ComScore, the internet traffic measurement agency, published a white paper today in which it essentially declares war on Nielsen and its panel-based TV audience ratings in favor of a new standard of digital measurement that includes viewers on desktop, laptop, tablet and mobile screens.
Advertisers have for years complained that Nielsen's ratings are inadequate. To measure them, Nielsen utilizes "panels," which are a selected group of households with meters that monitor their TV habits and diaries they fill out with their media consumption. Nielsen then infers the nation's watching behavior from the samples.
The problem is that in many digital media it is possible to know exactly how many people are viewing content at a given time. Only in TV, and a few other old media backwaters, are audiences inferred from samples.

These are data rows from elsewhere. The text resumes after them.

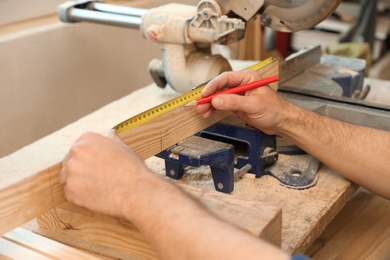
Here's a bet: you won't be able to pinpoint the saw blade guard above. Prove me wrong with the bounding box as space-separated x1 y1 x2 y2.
259 0 342 32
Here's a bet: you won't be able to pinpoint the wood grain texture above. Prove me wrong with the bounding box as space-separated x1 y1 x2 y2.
0 163 65 236
306 189 390 259
146 159 358 254
1 227 99 259
0 237 50 260
36 185 281 259
118 108 232 159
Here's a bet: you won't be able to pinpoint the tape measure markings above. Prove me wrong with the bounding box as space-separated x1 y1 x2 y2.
113 57 275 134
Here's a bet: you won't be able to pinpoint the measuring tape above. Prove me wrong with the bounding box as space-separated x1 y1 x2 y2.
113 57 275 134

Although Nielsen isn't specifically named in the white paper, TV ratings is the company's bread and butter. ComScore called Nielsen-style measurement "no longer sufficient" and "not feasible" for advertisers who want to know all their customers' watching habits.

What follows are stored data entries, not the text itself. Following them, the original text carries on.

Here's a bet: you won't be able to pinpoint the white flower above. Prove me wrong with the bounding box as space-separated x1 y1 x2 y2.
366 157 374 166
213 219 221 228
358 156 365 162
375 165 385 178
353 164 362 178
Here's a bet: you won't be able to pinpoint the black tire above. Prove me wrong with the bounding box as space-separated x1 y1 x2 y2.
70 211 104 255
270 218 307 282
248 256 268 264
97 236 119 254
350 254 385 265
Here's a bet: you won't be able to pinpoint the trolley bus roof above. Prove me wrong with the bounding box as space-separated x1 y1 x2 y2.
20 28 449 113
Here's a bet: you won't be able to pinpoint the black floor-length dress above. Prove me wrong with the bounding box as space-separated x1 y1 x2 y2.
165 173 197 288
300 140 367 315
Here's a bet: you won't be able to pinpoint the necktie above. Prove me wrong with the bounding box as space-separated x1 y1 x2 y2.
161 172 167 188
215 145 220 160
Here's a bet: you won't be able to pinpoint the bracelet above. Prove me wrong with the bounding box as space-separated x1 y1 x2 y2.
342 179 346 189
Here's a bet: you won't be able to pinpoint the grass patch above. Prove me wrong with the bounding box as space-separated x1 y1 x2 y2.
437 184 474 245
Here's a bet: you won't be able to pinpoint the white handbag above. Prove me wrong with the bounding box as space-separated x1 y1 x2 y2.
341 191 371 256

Here's the anti-Nielsen broadside within the paper, titled, "Brave New Digital World: A Manifesto for the Future of Digital Media Measurement & Analytics":
All media – including TV – are going digital; measurement must follow the same path.

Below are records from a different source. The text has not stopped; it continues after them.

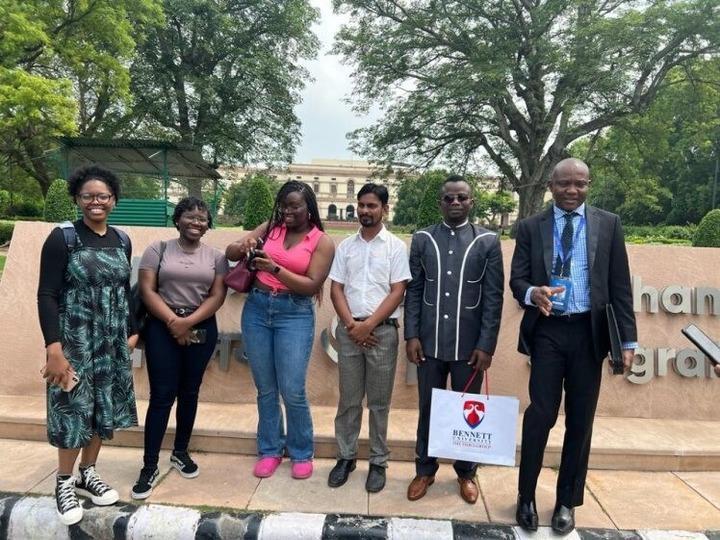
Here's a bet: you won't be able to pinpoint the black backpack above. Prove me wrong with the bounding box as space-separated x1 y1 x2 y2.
131 241 166 336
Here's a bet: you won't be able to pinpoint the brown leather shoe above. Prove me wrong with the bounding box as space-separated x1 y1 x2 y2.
458 477 479 504
407 475 435 501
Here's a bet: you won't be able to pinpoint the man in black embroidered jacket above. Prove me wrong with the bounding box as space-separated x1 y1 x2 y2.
404 175 504 504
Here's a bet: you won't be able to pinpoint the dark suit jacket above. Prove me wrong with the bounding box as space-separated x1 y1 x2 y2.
509 205 637 362
405 223 504 361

[ISSUE] Traditional media measurement methods, such as the purely panel-based approach used in TV measurement, are no longer sufficient to measure audiences in today’s multi-platform world. While a panel can be used to develop a credible view of a particular individual medium, using this approach alone has substantial limitations that result in a silo’ed view of the digital universe when multiple media are involved. Development of a single-source panel large enough to de-duplicate audiences across the multiple platforms that exist today is simply not feasible.
[SOLUTION] A truly holistic view of digital media consumption – inclusive of TV, desktop computers, smartphones and tablets – requires census-level digital data as a critical input to binding together different media platforms into a unified view of the digital consumer. While panels will remain critical for informing person-based estimates, it is the digital census data that holds the key to understanding the cross-platform audience overlap needed to accurately and effectively synthesize channels into a multi-platform view. comScore’s innovative approach to this problem has created the industry’s first-ever unduplicated multi-platform measurement system that successfully traverses four different screens.